繪制和對多個y軸進行顏色編碼

Question

這是我第一次使用Matplotlib，並且需要一些指導。 我正在嘗試生成具有4個y軸的圖，其中兩個在左側，兩個在右側，並且共享x軸。 這是我在共享保管箱文件夾上的數據集

import pandas as pd
%matplotlib inline

url ='http://dropproxy.com/f/D34'

df= pd.read_csv(url, index_col=0, parse_dates=[0])
df.plot()

這就是簡單的熊貓圖：

我想將其繪制為類似於以下示例，在主y軸上（相同比例）使用TMAX和TMIN。

我的嘗試：

我在matplotlib listserv上發現了一個示例。我正在嘗試使其適應我的數據，但某些方法無法正常工作……這里是腳本。

# multiple_yaxes_with_spines.py

# This is a template Python program for creating plots (line graphs) with 2, 3,
# or 4 y-axes.  (A template program is one that you can readily modify to meet
# your needs).  Almost all user-modifiable code is in Section 2.  For most
# purposes, it should not be necessary to modify anything else.

# Dr. Phillip M. Feldman,  27 Oct, 2009

# Acknowledgment: This program is based on code written by Jae-Joon Lee,
# URL= http://matplotlib.svn.sourceforge.net/viewvc/matplotlib/trunk/matplotlib/
# examples/pylab_examples/multiple_yaxis_with_spines.py?revision=7908&view=markup


# Section 1: Import modules, define functions, and allocate storage.

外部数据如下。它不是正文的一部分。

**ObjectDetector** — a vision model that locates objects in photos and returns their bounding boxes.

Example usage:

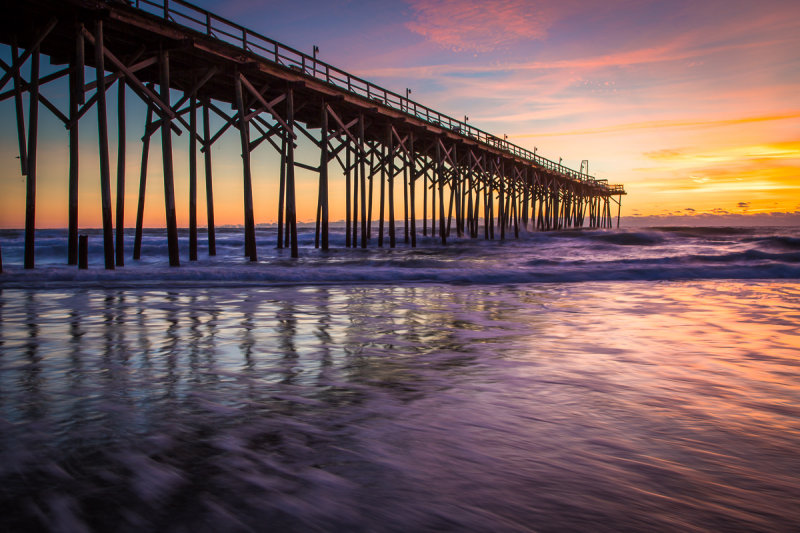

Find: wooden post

[94,20,114,270]
[189,94,197,261]
[381,124,397,248]
[352,139,361,248]
[378,132,389,248]
[235,72,258,261]
[203,98,217,256]
[11,40,28,176]
[403,139,410,244]
[67,29,84,265]
[133,105,153,261]
[422,154,428,237]
[367,147,374,240]
[431,154,441,237]
[78,235,89,270]
[25,47,39,268]
[278,132,291,249]
[406,131,417,248]
[319,100,329,250]
[358,113,369,248]
[286,88,299,257]
[434,141,447,245]
[497,161,506,241]
[159,50,181,266]
[344,137,352,248]
[115,78,125,266]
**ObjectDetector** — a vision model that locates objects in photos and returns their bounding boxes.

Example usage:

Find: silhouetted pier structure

[0,0,625,268]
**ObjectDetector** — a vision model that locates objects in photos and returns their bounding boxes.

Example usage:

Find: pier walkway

[0,0,625,271]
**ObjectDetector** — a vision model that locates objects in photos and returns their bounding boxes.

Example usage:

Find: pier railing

[132,0,624,194]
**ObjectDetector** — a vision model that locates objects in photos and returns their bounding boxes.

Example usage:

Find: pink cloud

[406,0,555,52]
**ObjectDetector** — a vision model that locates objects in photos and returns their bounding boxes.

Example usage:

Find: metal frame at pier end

[0,0,626,269]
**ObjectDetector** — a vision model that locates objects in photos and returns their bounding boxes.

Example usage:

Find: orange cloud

[406,0,553,52]
[517,110,800,137]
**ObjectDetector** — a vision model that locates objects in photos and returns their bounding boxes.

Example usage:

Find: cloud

[406,0,555,52]
[520,110,800,138]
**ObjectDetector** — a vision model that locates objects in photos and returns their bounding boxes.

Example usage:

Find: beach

[0,228,800,532]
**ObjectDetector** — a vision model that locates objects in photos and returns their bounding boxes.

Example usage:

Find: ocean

[0,225,800,532]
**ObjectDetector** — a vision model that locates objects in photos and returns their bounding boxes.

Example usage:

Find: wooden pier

[0,0,625,271]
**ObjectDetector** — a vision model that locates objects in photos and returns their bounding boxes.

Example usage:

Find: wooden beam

[94,20,114,270]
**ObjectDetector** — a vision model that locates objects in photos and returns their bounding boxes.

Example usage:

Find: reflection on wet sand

[0,282,800,531]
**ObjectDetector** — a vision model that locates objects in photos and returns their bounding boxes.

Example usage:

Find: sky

[0,0,800,227]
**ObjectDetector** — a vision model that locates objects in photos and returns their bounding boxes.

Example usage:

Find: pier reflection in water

[0,281,800,531]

import matplotlib.pyplot as plt
from numpy import *

def make_patch_spines_invisible(ax):
    ax.set_frame_on(True)
    ax.patch.set_visible(False)
    for sp in ax.spines.itervalues():
        sp.set_visible(False)

def make_spine_invisible(ax, direction):
    if direction in ["right", "left"]:
        ax.yaxis.set_ticks_position(direction)
        ax.yaxis.set_label_position(direction)
    elif direction in ["top", "bottom"]:
        ax.xaxis.set_ticks_position(direction)
        ax.xaxis.set_label_position(direction)
    else:
        raise ValueError("Unknown Direction : %s" % (direction,))

    ax.spines[direction].set_visible(True)

# Create list to store dependent variable data:
y= [0, 0, 0, 0, 0]


# Section 2: Define names of variables and the data to be plotted.

# `labels` stores the names of the independent and dependent variables).  The
# first (zeroth) item in the list is the x-axis label; remaining labels are the
# first y-axis label, second y-axis label, and so on.  There must be at least
# two dependent variables and not more than four.

labels= ['Date', 'Maximum Temperature', 'Solar Radiation',
  'Rainfall', 'Minimum Temperature']

# Plug in your data here, or code equations to generate the data if you wish to
# plot mathematical functions.  x stores values of the independent variable;
# y[1], y[2], ... store values of the dependent variable.  (y[0] is not used).
# All of these objects should be NumPy arrays.

# If you are plotting mathematical functions, you will probably want an array of
# uniformly spaced values of x; such an array can be created using the
# `linspace` function.  For example, to define x as an array of 51 values
# uniformly spaced between 0 and 2, use the following command:

#    x= linspace(0., 2., 51)

# Here is an example of 6 experimentally measured y1-values:

#    y[1]= array( [3, 2.5, 7.3e4, 4, 8, 3] )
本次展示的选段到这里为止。